Nature is a consummate artist. Much of what has happened since has been through the agency of seed, so the snowdrops and primroses and species tulips are being spread about – but how is it that they grow in just the right places, as if by design? And who is it who plants the bulbs? Several years ago we dug a shrub out of the other part of the lawn – that word again, which just about qualifies in this case – and filled the hole with home-made compost. The following spring saw a bunch of red tulips in the place. ‘Well,’ we said, ‘they came from the compost.’ Except I hadn’t composted any. Over the next couple of years, the tulips were joined by daffodils. This year neither appeared apart from a few leaves spearing out of the grass. ‘Well, that show’s over,’ I thought. Two weeks later, a bunch of bluebells appeared. Just behind them, in what you might call the border, only it’s more like a frayed edge, an iris suddenly bloomed.

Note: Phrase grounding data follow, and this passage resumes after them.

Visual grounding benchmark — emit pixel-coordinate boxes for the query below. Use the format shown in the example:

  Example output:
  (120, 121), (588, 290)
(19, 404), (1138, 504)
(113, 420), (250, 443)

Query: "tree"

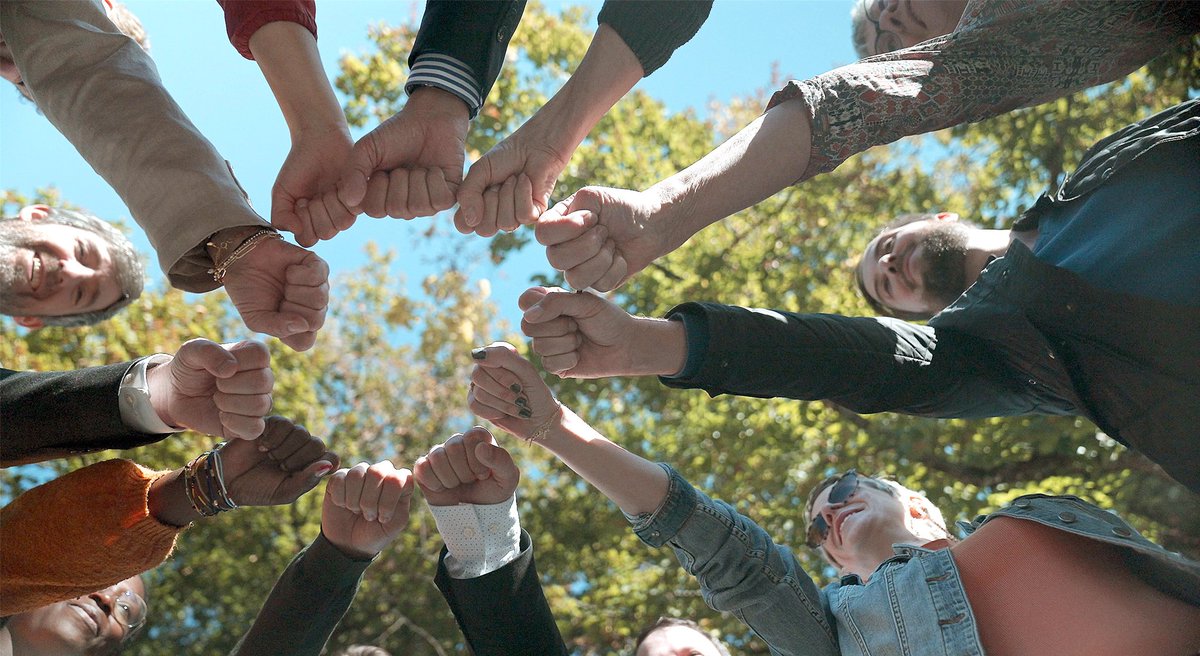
(0, 2), (1200, 655)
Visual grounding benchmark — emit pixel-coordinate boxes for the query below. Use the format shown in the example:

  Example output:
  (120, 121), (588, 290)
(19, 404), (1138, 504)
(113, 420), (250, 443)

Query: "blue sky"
(0, 0), (854, 338)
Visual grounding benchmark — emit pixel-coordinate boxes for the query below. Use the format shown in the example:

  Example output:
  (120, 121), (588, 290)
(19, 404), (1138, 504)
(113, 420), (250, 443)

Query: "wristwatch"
(118, 353), (182, 434)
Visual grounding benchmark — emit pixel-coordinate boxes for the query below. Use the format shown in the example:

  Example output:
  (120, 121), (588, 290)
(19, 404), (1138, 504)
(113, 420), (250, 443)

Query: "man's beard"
(0, 219), (36, 314)
(922, 221), (967, 308)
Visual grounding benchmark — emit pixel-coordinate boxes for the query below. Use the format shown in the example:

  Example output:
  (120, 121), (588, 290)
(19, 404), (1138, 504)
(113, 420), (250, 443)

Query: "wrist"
(631, 317), (688, 377)
(320, 525), (379, 560)
(146, 355), (179, 427)
(146, 469), (199, 526)
(404, 85), (470, 122)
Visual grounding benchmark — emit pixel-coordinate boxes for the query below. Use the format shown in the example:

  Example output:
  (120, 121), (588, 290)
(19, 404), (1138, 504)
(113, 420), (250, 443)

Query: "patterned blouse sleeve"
(767, 0), (1200, 180)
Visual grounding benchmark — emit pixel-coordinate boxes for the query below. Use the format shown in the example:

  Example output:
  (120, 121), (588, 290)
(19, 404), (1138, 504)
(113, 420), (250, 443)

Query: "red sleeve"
(217, 0), (317, 60)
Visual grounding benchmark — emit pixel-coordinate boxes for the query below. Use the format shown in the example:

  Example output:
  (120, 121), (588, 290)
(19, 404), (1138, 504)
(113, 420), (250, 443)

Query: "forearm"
(528, 25), (643, 160)
(617, 317), (688, 377)
(250, 20), (347, 142)
(229, 535), (371, 656)
(647, 101), (811, 252)
(538, 407), (667, 514)
(0, 0), (265, 291)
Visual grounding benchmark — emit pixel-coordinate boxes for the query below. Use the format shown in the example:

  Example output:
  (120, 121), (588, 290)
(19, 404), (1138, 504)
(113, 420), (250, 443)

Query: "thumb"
(457, 155), (492, 228)
(475, 441), (521, 489)
(175, 339), (238, 378)
(296, 451), (342, 492)
(337, 136), (383, 207)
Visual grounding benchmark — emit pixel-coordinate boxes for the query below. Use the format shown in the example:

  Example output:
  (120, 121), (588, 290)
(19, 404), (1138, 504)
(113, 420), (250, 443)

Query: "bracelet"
(526, 401), (563, 444)
(184, 445), (238, 517)
(206, 228), (283, 284)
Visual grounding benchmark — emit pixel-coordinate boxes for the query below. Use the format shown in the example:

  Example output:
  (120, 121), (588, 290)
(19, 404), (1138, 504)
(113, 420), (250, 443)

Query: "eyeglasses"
(113, 590), (149, 636)
(862, 0), (904, 55)
(806, 469), (858, 549)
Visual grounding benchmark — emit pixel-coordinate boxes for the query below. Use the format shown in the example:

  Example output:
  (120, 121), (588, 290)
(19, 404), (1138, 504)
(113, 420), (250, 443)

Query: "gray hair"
(0, 207), (145, 327)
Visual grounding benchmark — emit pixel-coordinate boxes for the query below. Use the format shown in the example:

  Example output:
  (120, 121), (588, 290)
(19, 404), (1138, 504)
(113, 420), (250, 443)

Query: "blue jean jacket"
(629, 465), (1200, 656)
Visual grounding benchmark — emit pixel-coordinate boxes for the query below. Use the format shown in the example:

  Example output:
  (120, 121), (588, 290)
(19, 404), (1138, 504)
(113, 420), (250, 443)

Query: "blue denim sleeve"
(628, 464), (839, 656)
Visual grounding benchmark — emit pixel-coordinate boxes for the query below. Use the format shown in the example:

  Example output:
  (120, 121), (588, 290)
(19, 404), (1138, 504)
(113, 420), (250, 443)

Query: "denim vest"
(629, 465), (1200, 656)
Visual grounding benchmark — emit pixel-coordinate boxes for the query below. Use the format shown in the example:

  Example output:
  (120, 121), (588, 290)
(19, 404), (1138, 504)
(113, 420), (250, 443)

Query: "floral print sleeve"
(767, 0), (1200, 180)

This spring has been a discovery, of the violet under the rambling rose, the centurea I’ve always wanted but have no recollection of planting, the border in the front garden which I did plant, but not with this result in view, a glorious tapestry of merging plants rising and falling in height.

Someone came to read the meter. He was dull of face and looked as if meters are all he reads, but he suddenly asked me, ‘Who does the garden?’ I gave him the wrong answer. The true answer is ‘Nature’. All I do is crawl about on my hands and kness in an exploration of wonder, giving a helping hand here and there, pulling out some goose grass, live-heading the dandelions, grubbing up the moon daisies for which I have a dislike bordering on superstitious dread – they are so very invasive, so very weedy. Sometimes I trim the grass, and the wheat and barley that grows under the bird feeders, with shears. Mowing is for high summer only, when all the visitors – the toads, frogs and newts – have gone. I divide snowdrops and dot them about. I shake the seed heads of annuals on to fresh ground. There is no cause any longer to go to garden centres and buy plants, so expensive that I can only ever afford one at a time and never the three or five always recommended. As for ‘drifts’ – they are for the seriously rich. I have surrendered to nature and am her willing handmaid.

I went cautiously into the front garden last week. After a spring that has been long, cold and wet, it was the first visit of the season, and I expected to spend all morning writing a list of things to do that would take weeks to achieve. But there was so little to do that would I just did it, taking the seed heads off the iceplant and cutting down the ornamental grasses and penstemmons. No, nothing else to do but crawl about enjoying all the surprise free gifts.

My surrender to nature came when I decided not to have the front lawn treated anymore. Yes, four quarterly treatments did create a handsome lawn worthy of the name, but I missed the daisies. Now the front is turning into a rough like the back, but is there anything quite so glorious as watching your cat chase flies in long grass? My only job for this year is to look after the cowslip seeds chilling in the fridge. I’ve waited five years but they’ve never arrived on their own, so I guess I shall just have to put them in the ground myself.